Organisers hope the passions of the crowds and the under-18 roster of speakers will translate into a tipping point starting in the midterm elections.

Thousands of protesters have swarmed into the US capital and cities across the world to march for gun control and ignite political activism among the young.

Organisers of the March For Our Lives rally in Washington hoped their protest would match in numbers and spirit last year’s Women’s March, one of the largest Washington protests since the Vietnam era and one that far exceeded predictions of 300,000 demonstrators.

Bearing signs reading “We Are the Change”, “No More Silence” and “Keep NRA Money Out of Politics”, protesters lined Pennsylvania Avenue from the stage near the Capitol, stretching back towards the White House.

The route also takes in the Trump International Hotel.

President Donald Trump was in Florida for the weekend; a motorcade took him to his West Palm Beach golf club on Saturday morning.

After the February 14 mass shooting at Marjory Stoneman Douglas High School in Parkland, Florida, students have tapped into a current of pro-gun control sentiment that has been building for years – yet still faces a powerful counterpoint from supporters of gun rights.

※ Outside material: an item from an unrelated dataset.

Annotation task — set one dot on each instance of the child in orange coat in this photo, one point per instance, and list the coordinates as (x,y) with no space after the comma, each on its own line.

Organisers hope the passions of the crowds and the under-18 roster of speakers will translate into a tipping point starting in the midterm elections this year.

Ayanne Johnson, a student from Great Mills High School in southern Maryland, holds up the photograph of her classmate Jaelynn Willey during the March For Our Lives rally in Washington (Jose Luis Magana/AP)

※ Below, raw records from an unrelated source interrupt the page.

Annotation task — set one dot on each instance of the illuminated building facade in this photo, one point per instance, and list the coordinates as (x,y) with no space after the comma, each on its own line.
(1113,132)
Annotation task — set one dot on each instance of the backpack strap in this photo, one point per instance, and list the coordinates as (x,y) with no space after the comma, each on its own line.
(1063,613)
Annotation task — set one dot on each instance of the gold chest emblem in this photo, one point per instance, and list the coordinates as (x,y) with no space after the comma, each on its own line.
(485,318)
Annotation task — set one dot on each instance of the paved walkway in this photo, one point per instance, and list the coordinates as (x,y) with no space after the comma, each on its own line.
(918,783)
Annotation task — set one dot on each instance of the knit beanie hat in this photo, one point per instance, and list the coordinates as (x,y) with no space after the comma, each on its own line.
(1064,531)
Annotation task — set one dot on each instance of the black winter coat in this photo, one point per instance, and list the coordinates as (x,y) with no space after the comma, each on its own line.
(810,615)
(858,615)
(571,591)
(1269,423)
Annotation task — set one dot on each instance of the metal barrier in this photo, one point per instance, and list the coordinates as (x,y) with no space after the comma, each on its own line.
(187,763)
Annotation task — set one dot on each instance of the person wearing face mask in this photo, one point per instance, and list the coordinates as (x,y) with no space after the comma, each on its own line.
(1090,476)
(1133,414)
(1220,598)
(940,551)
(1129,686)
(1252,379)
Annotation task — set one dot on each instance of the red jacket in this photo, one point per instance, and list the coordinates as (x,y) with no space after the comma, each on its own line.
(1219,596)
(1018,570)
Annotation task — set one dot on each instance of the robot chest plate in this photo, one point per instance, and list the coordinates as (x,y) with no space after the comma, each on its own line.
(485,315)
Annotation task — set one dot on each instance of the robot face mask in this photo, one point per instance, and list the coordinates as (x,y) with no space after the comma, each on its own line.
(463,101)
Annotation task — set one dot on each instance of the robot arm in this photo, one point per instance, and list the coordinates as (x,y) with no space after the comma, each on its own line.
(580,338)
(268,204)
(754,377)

People also flocked to a March For Our Lives event near the Parkland school where the massacre happened. Police presence was heavy as organisers set up and demonstrators streamed in.

Eden Kinlock, 17, came from 20 miles away to pass out water, “a small thing but it helps in the bigger picture.” Many Parkland students came to the Washington rally.

Washington is generally nonchalant about protests, but Saturday’s gathering prompted more attention and speculation than usual. The protesters, many of them high school students, claim that the youth leadership of this initiative is what will set it apart from previous attempts to enact stronger gun-control legislation.

Polls indicate that public opinion nationwide may indeed be shifting on an issue that has simmered for generations, and through dozens of mass shootings.

Protesters on Washington's Pennsylvania Avenue (Jose Luis Magana/AP)

A new poll conducted by The Associated Press-NORC Centre for Public Affairs Research found that 69% of Americans think gun laws in the United States should be tightened.

That was up from 61% who said the same in October of 2016 and 55% when the AP first asked the question in October of 2013. Overall, 90% of Democrats, 50% of Republicans and 54% of gun owners now favour stricter gun control laws.

But even with claims of historic social momentum on the issue of gun control, the AP poll also found that nearly half of Americans do not expect elected officials to take action. Among the questions facing march organisers and participants will be how to translate this one-day event, regardless of turnout, into meaningful legislative change.

One way is by channelling the current energy into the midterm congressional elections this autumn.

Students in Florida have focused on youth voter registration and there will be a registration booth at the Saturday rally.